PG is a capillary-proliferative neoplasm, which does not cause pain. It often exists as stalked or semipedunculated polyps, the color is generally dark black or bright red. The surface is frequently ulcerated. PGs occur on the skin or mucous membrane, and mucosal PGs usually occur in the oral cavity. They seldom develop in the digestive tract , however when they do, they can be a cause of gastrointestinal hemorrhage. Although the pathogenesis remains unknown, infection or irritation-induced granulation is suggested to be concerned, because 38–70.5% of patients are reported to have a history of infection or trauma. Many patients with PG in the oral cavity have experienced chronic irritation such as ill-fitting dental appliances, bites, or sharp teeth. In the gastrointestinal tract, mucosal damage from fish bones or exposure to gastric acid can be chronic irritation which generates PG; whereas, there are also some reports of PG which developed without any trauma or identified trigger (5). Histopathologically, PG is a polypoid hemangioma characterized by a lobular arrangement of capillaries at the base with enlarged vascular endothelial cells and inflammatory cell infiltration in the stroma.
PG in the small intestine is a rare entity. Our search of the PubMed database revealed only 44 reported cases of small intestinal PG . Small intestinal PG is often found as a cause of obscure gastrointestinal bleeding, and capsule endoscopy is the modality that is most likely to effectively detect PG. Surgery or EMR are usually recommended as diagnostic therapies.
Adult intussusception is relatively rare, which occupies 5% of all cases of intussusception. As a cause of mechanical bowel obstructions in adults, it accounts for only 1–5%. The condition differs in many aspects from child intussusception. Child intussusception is generally primary and benign. 80% of the patients can be successfully treated via pneumatic or hydrostatic reduction of the intussusception. On the other hand, almost 90% of adult intussusception are due to a pathologic lead point, such as polyps, benign and malignant tumors, colonic diverticulum, Meckel’s diverticulum and postoperative adhesions, commonly discovered during operation . Because of large proportion of structural anomalies and the high risk of malignancy, approximately 65% [7, 8], surgical resection is most frequently chosen as the treatment .

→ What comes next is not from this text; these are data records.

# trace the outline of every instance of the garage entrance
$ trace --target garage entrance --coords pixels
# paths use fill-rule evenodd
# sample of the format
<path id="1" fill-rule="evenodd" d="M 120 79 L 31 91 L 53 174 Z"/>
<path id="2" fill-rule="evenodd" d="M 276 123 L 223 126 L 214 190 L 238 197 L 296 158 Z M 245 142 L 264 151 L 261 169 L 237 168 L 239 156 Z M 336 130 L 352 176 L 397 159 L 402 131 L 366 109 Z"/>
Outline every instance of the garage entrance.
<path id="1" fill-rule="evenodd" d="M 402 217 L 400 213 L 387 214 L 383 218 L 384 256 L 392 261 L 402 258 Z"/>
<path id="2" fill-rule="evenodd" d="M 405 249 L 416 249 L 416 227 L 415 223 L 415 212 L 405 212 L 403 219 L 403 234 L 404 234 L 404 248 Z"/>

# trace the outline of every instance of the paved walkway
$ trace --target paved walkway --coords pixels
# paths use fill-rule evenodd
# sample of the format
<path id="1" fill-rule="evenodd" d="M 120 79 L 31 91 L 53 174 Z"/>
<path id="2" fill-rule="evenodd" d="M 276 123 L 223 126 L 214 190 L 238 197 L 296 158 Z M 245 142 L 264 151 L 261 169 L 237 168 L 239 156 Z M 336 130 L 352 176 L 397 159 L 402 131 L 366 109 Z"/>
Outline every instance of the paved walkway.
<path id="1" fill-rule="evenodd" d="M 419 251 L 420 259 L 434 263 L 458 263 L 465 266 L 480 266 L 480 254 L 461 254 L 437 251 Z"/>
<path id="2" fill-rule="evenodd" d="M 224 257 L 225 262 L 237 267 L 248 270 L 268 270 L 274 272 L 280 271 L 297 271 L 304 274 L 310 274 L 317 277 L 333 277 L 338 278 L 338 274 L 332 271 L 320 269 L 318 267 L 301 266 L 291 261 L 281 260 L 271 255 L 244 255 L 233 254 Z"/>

In our case, the patient was suffering from progressive anemia and small bowel obstruction due to intussusception. Although we considered performing capsule endoscopy or enteroscopy to make an accurate diagnosis, we decided not to, considering the patients situation. Instead, we performed small bowel resection as a diagnostic therapy and the pathology confirmed the diagnosis of PG. In our search of the PubMed database, 3 reported cases of small intestinal PG were associated with intussusception, and only 1 case was complicated by progressive anemia, which required transfusion [10,11,12]. Surgery was performed in all cases.